Bahaya Adiksi Games Pada Anak

Games itu menyenangkan, setiap unsurnya membuat penasaran, asik dan memicu adrenalin. Ketika kita menang, kita merasa paling berarti dan hebat. Ketika kita menjadi tokoh hebat dan mendapat pengakuan dari lingkungan orang-orang pemain games, kita merasa dihargai. Rasa dihargai dan mendapat pengakuan ini memberi kebahagiaan ilusi, sementara di dunia nyata, kondisinya berbanding terbalik. Adiksi di dunia games ini terjadi karena kurangnya perhatian dan kehangatan orang tua sehingga si anak merasa sunyi, merasa kesepian, kurang dipahami sehingga anak mencari penghargaan dan kesenangannya di dunia games.
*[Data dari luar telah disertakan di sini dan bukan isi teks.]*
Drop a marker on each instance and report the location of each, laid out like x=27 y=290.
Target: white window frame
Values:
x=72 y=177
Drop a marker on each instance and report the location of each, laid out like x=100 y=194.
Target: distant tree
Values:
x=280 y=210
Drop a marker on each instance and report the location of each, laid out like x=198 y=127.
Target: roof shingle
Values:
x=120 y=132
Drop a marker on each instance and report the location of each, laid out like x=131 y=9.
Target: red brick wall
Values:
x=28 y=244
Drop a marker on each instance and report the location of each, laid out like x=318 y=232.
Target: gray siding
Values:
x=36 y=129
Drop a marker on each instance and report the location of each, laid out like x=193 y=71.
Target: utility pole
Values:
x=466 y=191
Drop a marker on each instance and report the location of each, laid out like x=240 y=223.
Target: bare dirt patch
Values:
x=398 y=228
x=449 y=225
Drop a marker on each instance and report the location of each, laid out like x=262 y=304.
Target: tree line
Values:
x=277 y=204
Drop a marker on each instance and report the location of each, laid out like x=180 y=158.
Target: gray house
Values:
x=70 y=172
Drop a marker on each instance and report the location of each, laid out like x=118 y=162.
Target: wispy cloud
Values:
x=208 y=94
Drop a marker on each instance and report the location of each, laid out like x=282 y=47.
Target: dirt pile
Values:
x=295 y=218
Paparan ini saya dengar begitu gamblang oleh anak muda bernama Mumu di acara launching Gerakan Gadget Sehat (GGS), pada hari Kamis tanggal 14 Januari 2016, di ruang Auditorium FK UNPAD Jl, Eyckman Bandung. Gerakan ini sebuah upaya untuk menyelamatkan generasi berikut dari dampak games. Melalui acara GGS ini, didatangkan 2 (dua) orang pembicara untuk menguatkan pentingnya perhatian orang tua pada anak ketika mereka mulai tertarik atau mungkin sudah adiksi pada games. Mereka adalah Mumu panggilan dari Muhamad Nur Awaludin, S.Kom (Co founder Kakatu) dan Ibu Elly Risman, Psy (dari Yayasan Kita dan Anak), keduanya menjelaskan pentingnya orang tua memahami dan melindungi anak dari bahaya dibalik kecanduan game. Kang Mumu, nama panggilan dari pembicara pertama, menceritakan dari sisi sebagai mantan adiksi games dan kini dia menjadi penggagas dan creator aplikasi untuk melindungi anak dari konten aplikasi berbahaya. Dia sangat runut menjelaskan proses mengenal game hingga menjadi adiksi dan merusak mentalnya selama belasan tahun. Sementara Bu Elly Risman, Psy. sebagai pakar parenting dan keluarga, menjelaskan efek dan solusi permasalahan game yang meracuni perkembangan pola hidup anak.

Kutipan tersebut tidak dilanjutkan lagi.